Elle est à la radio, face au micro. Elle allume des bougies autour de ses notes, en cercle, comme pour une messe. Sa voix enveloppante, récurrente mélopée, écho poétique répétant sur le mode littéraire les scènes marquantes, nous suivra tout au long du film : à travers elle, Patrick Chamoiseau raconte « la fabuleuse histoire d’une ville », St Pierre, à l’époque où la biguine s’est emparée d’elle. Le rite est nécessaire car c’est bien de possession qu’il s’agit : comment cette musique a-t-elle pu faire ainsi vibrer St Pierre jusqu’au drame de ce petit matin de mai 1902 où « la montagne devint une foudre » ? Image leitmotiv, la montagne-volcan menace les changements à l’uvre dans la société des hommes comme pour les pousser à aller jusqu’au bout, jusqu’à les obliger à fuir sous les cendres. Une force tellurique les domine mais ils s’en nourrissent jusqu’à pouvoir exprimer et magnifier ce qu’ils sont, « le magma antillais », prêt à exploser en de nouvelles expressions charriant tout ce qu’il a ravalé dans la douleur et attendu dans le silence de pouvoir enfin crier. La Montagne Pelée oblige cette ville aux mystérieux mariages des contraires. Mais elle les condamnera aussi à renaître, pour perpétuer les noces en d’autres lieux.
Car ce jeune couple de musiciens qui débarque de leur village avec flûte, tambour et chansons traditionnelles du Bèlè, pourtant si belles quand elles se mêlent au bruit des vagues sur le sable, se heurte à la nouvelle mode métropolitaine : polkas, grandes valses, mazurkas jouées au piano, au banjo et au violon, et surtout à la clarinette
Tiquitaque restant sourd aux accents nouveaux, ils se voient condamnés à « rôdailler » ou trimer pour les Békés dans « ce pays dominé ». Mais Hermansia sera toujours la clairvoyante, intuition féminine aidant : elle économise dur pour lui acheter une clarinette. Il faudra bien qu’il s’y mette s’il ne veulent pas perpétuer leur esclavage. Et les voilà qui jouent et chantent dans les fêtes des nantis. Gagnant quelques sous, ils peuvent sortir au théâtre municipal et voir de l’opérette. Les Créoles en rient en un ballet chaloupé puis s’en vont, eux restent et s’imbibent de ces airs d’ailleurs.

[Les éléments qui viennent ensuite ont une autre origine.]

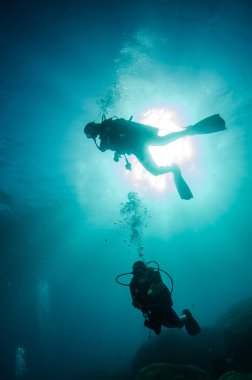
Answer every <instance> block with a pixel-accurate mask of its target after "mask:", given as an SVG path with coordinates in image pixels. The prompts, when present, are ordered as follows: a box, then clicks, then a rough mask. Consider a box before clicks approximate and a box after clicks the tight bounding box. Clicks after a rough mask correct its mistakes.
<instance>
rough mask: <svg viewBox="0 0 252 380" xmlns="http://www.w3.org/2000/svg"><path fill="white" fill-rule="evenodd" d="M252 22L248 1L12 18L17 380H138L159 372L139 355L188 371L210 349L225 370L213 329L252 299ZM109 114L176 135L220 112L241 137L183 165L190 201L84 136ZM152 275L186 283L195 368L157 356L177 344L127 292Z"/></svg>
mask: <svg viewBox="0 0 252 380" xmlns="http://www.w3.org/2000/svg"><path fill="white" fill-rule="evenodd" d="M251 12H252V10H251V4H250V3H249V2H247V1H243V0H240V1H235V0H233V1H232V0H231V1H230V0H229V1H227V0H218V1H217V0H212V1H197V0H191V1H190V0H188V1H186V0H177V1H172V0H155V1H154V0H146V1H144V0H141V1H131V0H130V1H127V2H123V1H112V0H111V1H104V2H102V1H100V2H99V1H98V0H93V1H85V2H83V1H74V0H73V1H69V2H57V1H50V2H49V1H48V2H47V1H36V2H29V1H22V2H18V1H16V2H15V1H10V2H4V3H2V5H1V12H0V18H1V22H0V30H1V33H0V34H1V37H0V39H1V62H0V167H1V174H0V343H1V344H0V363H1V365H0V371H1V374H0V378H1V379H3V380H9V379H16V378H23V379H32V380H41V379H48V380H51V379H55V380H58V379H87V380H89V379H112V378H113V379H115V378H117V379H119V378H124V379H126V378H127V379H129V378H134V376H135V375H136V373H137V372H138V370H139V369H140V368H141V367H142V366H143V365H146V364H150V363H152V362H154V361H158V360H160V357H158V359H155V360H154V357H152V356H151V354H148V355H147V354H142V356H141V355H140V354H139V355H138V356H137V354H138V353H139V352H140V351H141V350H143V347H146V345H150V344H152V345H153V344H154V345H157V346H155V347H159V348H158V349H157V350H156V351H158V350H159V351H160V352H164V351H165V352H166V354H167V357H166V358H165V360H166V362H169V361H170V362H175V363H176V362H179V363H180V364H183V363H184V364H194V359H192V358H191V357H190V356H187V354H189V353H190V352H191V351H192V350H193V349H194V348H192V345H193V347H194V346H195V344H196V345H197V347H200V348H201V355H202V362H204V366H205V369H208V368H209V367H210V365H211V363H212V360H213V358H214V357H215V356H218V355H219V351H218V353H217V351H216V355H215V352H214V350H215V349H214V347H215V345H216V346H218V337H220V334H219V335H218V334H217V336H216V337H215V338H214V343H213V342H212V343H211V344H210V343H209V340H207V343H204V344H205V345H204V344H203V341H204V336H205V335H204V334H205V331H208V329H211V328H213V327H214V326H216V324H217V323H218V321H219V319H220V318H221V317H222V316H223V315H225V313H228V310H229V309H230V308H232V307H233V306H234V305H237V304H239V302H243V301H244V300H247V299H250V297H251V296H252V276H251V269H252V256H251V207H252V206H251V189H252V184H251V169H252V167H251V166H252V165H251V163H252V157H251V144H252V96H251V86H252V59H251V58H252V44H251V39H252V26H251ZM103 114H105V115H106V117H112V116H114V115H116V116H118V117H124V118H126V119H128V118H129V117H130V116H131V115H133V117H134V119H133V120H135V121H140V122H144V121H146V120H148V121H149V124H151V125H155V126H157V127H158V126H159V125H158V122H160V120H161V119H162V120H161V122H162V123H163V124H164V125H165V126H166V125H168V124H170V125H172V127H173V128H174V126H175V127H176V128H182V127H185V126H188V125H190V124H193V123H196V122H198V121H199V120H201V119H203V118H205V117H208V116H210V115H213V114H220V115H221V116H222V117H223V118H224V119H225V121H226V126H227V130H225V131H223V132H219V133H216V134H211V135H202V136H193V137H190V138H187V140H186V145H185V146H182V148H181V149H182V151H181V152H182V153H181V154H180V156H175V161H176V162H177V163H179V164H180V167H181V168H182V172H183V175H184V177H185V179H186V180H187V182H188V183H189V185H190V188H191V189H192V192H193V194H194V198H193V199H191V200H190V201H182V200H181V199H180V198H179V196H178V194H177V193H176V190H175V188H174V184H173V181H172V180H171V177H170V176H169V175H165V176H162V178H161V177H159V178H158V179H157V178H155V181H154V179H153V178H151V176H148V175H147V174H146V172H144V171H141V168H140V166H139V165H138V163H136V162H135V160H134V158H133V157H130V158H129V159H130V161H131V163H132V166H133V170H132V171H131V172H130V171H127V170H126V169H125V167H124V165H125V163H124V162H123V160H121V161H120V162H119V163H115V162H114V161H113V153H112V152H111V151H108V152H105V153H101V152H99V150H98V149H97V148H96V147H95V145H94V144H93V142H92V141H90V140H88V139H87V138H85V136H84V134H83V127H84V126H85V124H87V123H88V122H90V121H96V122H100V121H101V118H102V115H103ZM146 117H147V119H146ZM148 117H149V118H148ZM178 149H179V148H177V149H176V147H175V151H177V150H178ZM168 150H169V146H168ZM167 154H168V153H167ZM161 157H166V151H163V152H161ZM159 181H160V182H159ZM132 196H133V198H134V199H137V203H136V209H134V212H133V216H132V210H131V208H128V209H127V205H128V204H129V203H128V202H130V199H132V198H130V197H132ZM139 259H143V260H144V261H145V262H148V261H152V260H154V261H157V262H158V264H159V265H160V267H161V268H162V269H163V270H165V271H167V272H168V273H169V274H170V275H171V276H172V278H173V281H174V292H173V301H174V308H175V310H176V311H177V312H178V313H180V312H181V311H182V310H183V309H184V308H189V309H190V310H191V311H192V312H193V315H194V316H195V317H196V319H197V320H198V322H199V323H200V325H201V328H202V333H201V337H190V338H188V337H187V338H185V339H187V340H186V342H187V343H186V344H187V346H186V347H187V351H186V352H185V353H184V354H183V360H180V361H179V360H177V359H178V358H179V357H180V358H181V356H180V348H176V349H177V352H178V354H177V358H176V357H171V358H170V359H169V352H168V351H170V352H171V353H172V352H173V353H174V349H173V346H172V347H170V348H169V350H167V349H166V348H165V345H164V343H162V344H163V346H162V345H161V346H158V344H159V343H158V342H163V340H164V337H165V336H166V335H167V336H168V340H169V341H170V342H171V341H172V342H174V344H175V345H176V342H177V339H179V338H176V335H175V337H174V334H176V332H174V331H172V332H171V331H168V330H167V329H165V328H164V329H163V330H162V334H161V335H160V336H158V337H157V336H155V334H153V333H151V335H150V336H149V331H148V330H147V329H146V328H145V327H144V326H143V322H144V320H143V316H142V315H141V313H140V312H139V311H138V310H136V309H135V308H134V307H133V306H132V304H131V297H130V293H129V288H128V287H126V286H120V285H119V284H118V283H117V282H116V276H117V275H119V274H123V273H128V272H131V271H132V264H133V263H134V262H135V261H137V260H139ZM162 277H163V280H164V281H165V282H166V284H167V285H168V287H170V286H171V284H170V281H169V279H168V278H167V277H166V276H165V275H164V276H163V275H162ZM121 279H123V280H122V281H123V282H125V283H129V281H130V279H131V276H130V275H128V276H125V277H122V278H121ZM251 304H252V303H250V304H249V305H250V306H248V308H247V309H246V310H250V312H251V309H252V306H251ZM250 315H251V314H250ZM245 320H247V319H245ZM223 323H224V322H223ZM183 333H184V332H181V331H180V332H177V334H178V336H179V337H180V336H181V334H182V335H183ZM169 334H172V335H171V336H172V337H173V338H169ZM179 334H180V335H179ZM212 337H213V335H212ZM195 342H196V343H195ZM205 342H206V341H205ZM203 346H204V349H203V348H202V347H203ZM160 347H161V348H160ZM218 347H219V346H218ZM218 349H219V348H218ZM197 352H198V351H197ZM223 352H224V351H223ZM246 352H247V354H248V355H251V346H250V347H249V348H248V349H246ZM217 354H218V355H217ZM223 355H224V356H226V354H225V353H223ZM147 356H148V358H147ZM196 356H199V353H197V355H196ZM251 356H252V355H251ZM251 356H249V358H250V359H251ZM141 358H142V359H141ZM147 359H148V360H147ZM203 359H204V360H203ZM250 359H248V360H250ZM196 364H198V363H196ZM201 364H202V363H201ZM251 369H252V368H251ZM115 374H118V375H115ZM119 374H121V375H119ZM115 376H117V377H115ZM119 376H121V377H119ZM123 376H124V377H123Z"/></svg>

La magie du syncrétisme opère sans qu’ils s’en rendent compte : le tambour est encore en eux tandis qu’ils font l’apprentissage des nouvelles musiques. La « créolisation », heureuse fusion, sera leur succès dans les bastringues où tous se déchaînent en danse et en sueurs : la biguine devient « une autre divinité pour protéger la ville ». Les Antilles font danser le monde. Hermansia trouve les mots, elle « parole » dans ce « nouveau langage annonciateur d’un autre monde », ce français créole qui s’oppose au français d’école. Tiquitaque renforce les rythmes, ajoutant le swing du bel-air aux mélodies normées. Hermansia chronique « les histoires secrètes et cachées », persifle la politique. Tiquitaque « mélancombine » les rythmes et tous doivent danser.
C’est plus fort qu’eux : le mythe nous dit qu’on y résistait pas. Il fallait que la ville qui résonne des musiques au point d’être elle-même instrument soit au diapason. Les soleils couchants se succèdent et les lunes éclairent les nuits endiablées, les bateaux se détachent en contre-jour sur une mer étoilée, les bougies de Vermeer sont convoquées pour contempler les clair-obscurs
C’est bien sûr un peu beaucoup de chromos, c’est un peu sage et pas très charnel pour une musique aussi spirituelle, mais c’est la noble tentative de Deslauriers pour évoquer le tragique de ce destin créole par ces « choses éparses, déjetées, reconstruites qui tissent une miroitante mémoire » (Chamoiseau, dans « L’esclave vieil homme et le molosse »). Car cette « embellie de sourire » s’est éteinte sur « le flanc d’une montagne-volcan » : plus la musique de résistance se libère, plus le drame moderne se tisse, jusqu’à la déflagration finale qui ne laissera que les ruines où s’impose le silence. Où est passée l’énergie de la biguine ? Ils sont encore là : les fantômes d’Hermansia et Tiquitaque n’ont jamais cessé de danser. « Ils vivent maintenant en moi » : la narratrice peut éteindre les bougies, le rituel a ravivé la mémoire, et la mémoire est dignité.
On se demande alors, lorsque se tait la conteuse, si c’est la musique ou Chamoiseau qui parlait. Il serait dommage de bouder une telle partition.